Requiem to Bangsamoro Basic Law

DANDAN BANTUGAN COLUMN

Here’s our requiem to the Bangsamoro Basic Law (BBL) or the Basic Law on the Bangsamoro Autonomous Region (BLBAR), the most favorite legislastion that Pres. Pnoy wanted to be enacted by Congress.
This is a piece of legislation originated by non-lawyers who represented the Republic of the Philippines with the Moro Islamic Liberation Front (MILF) cum Moro Islamic Freedom Fighters in talks sanctioned by Malacanang.
BBL used a lot of government funds through the Office of the Presidential Assistant on Peace Process (OPAP) which created quite a stir when it conducted a symposium at the MetroCenter Hotel late last year in tandem with a non-governmental organization.

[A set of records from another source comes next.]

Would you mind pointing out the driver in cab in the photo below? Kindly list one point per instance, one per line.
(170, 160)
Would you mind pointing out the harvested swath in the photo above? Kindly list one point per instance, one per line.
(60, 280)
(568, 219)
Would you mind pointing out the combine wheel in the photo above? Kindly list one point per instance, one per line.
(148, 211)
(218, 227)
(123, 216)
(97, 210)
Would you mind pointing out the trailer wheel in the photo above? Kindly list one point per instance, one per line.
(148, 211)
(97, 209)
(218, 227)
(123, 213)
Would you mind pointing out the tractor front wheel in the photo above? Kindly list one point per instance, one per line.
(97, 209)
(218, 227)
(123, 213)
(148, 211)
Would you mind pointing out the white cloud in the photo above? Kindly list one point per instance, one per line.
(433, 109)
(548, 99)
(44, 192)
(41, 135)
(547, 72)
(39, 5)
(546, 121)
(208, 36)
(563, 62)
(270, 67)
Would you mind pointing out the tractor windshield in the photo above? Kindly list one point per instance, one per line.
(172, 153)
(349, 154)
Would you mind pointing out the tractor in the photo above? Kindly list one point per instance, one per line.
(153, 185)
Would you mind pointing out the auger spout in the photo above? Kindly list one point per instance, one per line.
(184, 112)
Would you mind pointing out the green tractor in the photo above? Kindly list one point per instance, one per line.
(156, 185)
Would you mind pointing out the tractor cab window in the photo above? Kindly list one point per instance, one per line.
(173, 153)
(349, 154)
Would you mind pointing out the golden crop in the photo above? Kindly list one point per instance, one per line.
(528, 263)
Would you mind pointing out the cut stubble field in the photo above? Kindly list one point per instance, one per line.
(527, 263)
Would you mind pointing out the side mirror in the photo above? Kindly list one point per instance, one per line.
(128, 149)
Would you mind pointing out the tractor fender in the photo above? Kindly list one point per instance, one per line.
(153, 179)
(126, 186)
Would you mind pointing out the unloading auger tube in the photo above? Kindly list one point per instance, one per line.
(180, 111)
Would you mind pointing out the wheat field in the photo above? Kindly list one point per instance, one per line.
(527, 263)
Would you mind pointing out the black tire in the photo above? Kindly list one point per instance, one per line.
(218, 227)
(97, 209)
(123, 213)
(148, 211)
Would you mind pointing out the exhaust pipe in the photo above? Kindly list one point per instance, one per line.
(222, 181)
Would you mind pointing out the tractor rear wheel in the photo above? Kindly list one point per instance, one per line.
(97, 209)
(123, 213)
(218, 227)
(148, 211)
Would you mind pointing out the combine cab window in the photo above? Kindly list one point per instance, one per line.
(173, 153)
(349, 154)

What we really don’t known is why Pres. Pnoy has to kowtow to the whims and caprices of Mohaqhir Iqbal and his minions when it tried to created a new government within the Philippine government.
But lo and behold, its passage is now being doomed by our national legislators.
One of them is Sen. Ferdinand R. Marcos Jr. who proclaimed to all and sundry that the BBL passage is now dead.
In a news article printed by the Philippine Daily Inquirer, Marcos said that it will take a miracle in order to have the BBL pass the legislative wringer.
He said that the BBL alias BLBAR is now dead considering that Congress “just run out of time” to pass it.
On the last session day of Congress last month, Marcos said that he just hoped the administration that would succeed Pres.Pnoy this year will be able to pass the measure, hopefully, sans the pressure from Malacanang.
In his requiem to the BBL, Marcos said that whatever happens to the proposed law, the government will have to continue the peace process.
Marcos, who is seeking the second highest post of the land, is the chairman of Senate local government committee tackling the measure that seeks to create a new autonomous region in Mindanao to replace the existing Autonomous Region of Muslim Mindanao.
Congress adjourned its session last Dec. 16 for a month-long Yuletide break without passing the draft law and sessions resume on Jan. 18.
Marcos said the proposed law was still in the period of interpellation, with Senate Minority Leader Juan Ponce Enrile just having done with his questions on page 4 of the 100-page measure.
While he believed that senators would still be able to work on approving the BLBAR, it will be a different case for the House of Representatives.
We have to take note that Congress will be having a short session this month and Congress cannnot get a quorum in the Lower House because 99 percent of the congressmen will be candidates or they will be campaigning,
Congress will only hold sessions for over two weeks—from Jan. 18 to Feb. 5. It will then go on a three-month break for the 2016 election campaign leading to election day.
Marcos also said the Lower House also has “strong objections” to the BLBAR. He also said he doubted the Senate will be able to pass it this month because of the argument of Sen. Enrile that the BLBAR was considered a “bill of local application” and as such, just like the budget bill, it has to get first the approval of the House.
Marcos said the rules are clear that any bill of local application needs to be approved in the Lower House and transmitted to the Senate before we can deliberate on it and then vote on it. He added that If this is really a local bill, we have to wait for the House version.
Thus, it is now tantamount to saying, goodbye BBL to the consternation of Sec. Teresita “Ging” Deles Prof. Miriam Colonel-Ferrer and their boss, Pnoy. Some wags call them as the Tres Marias.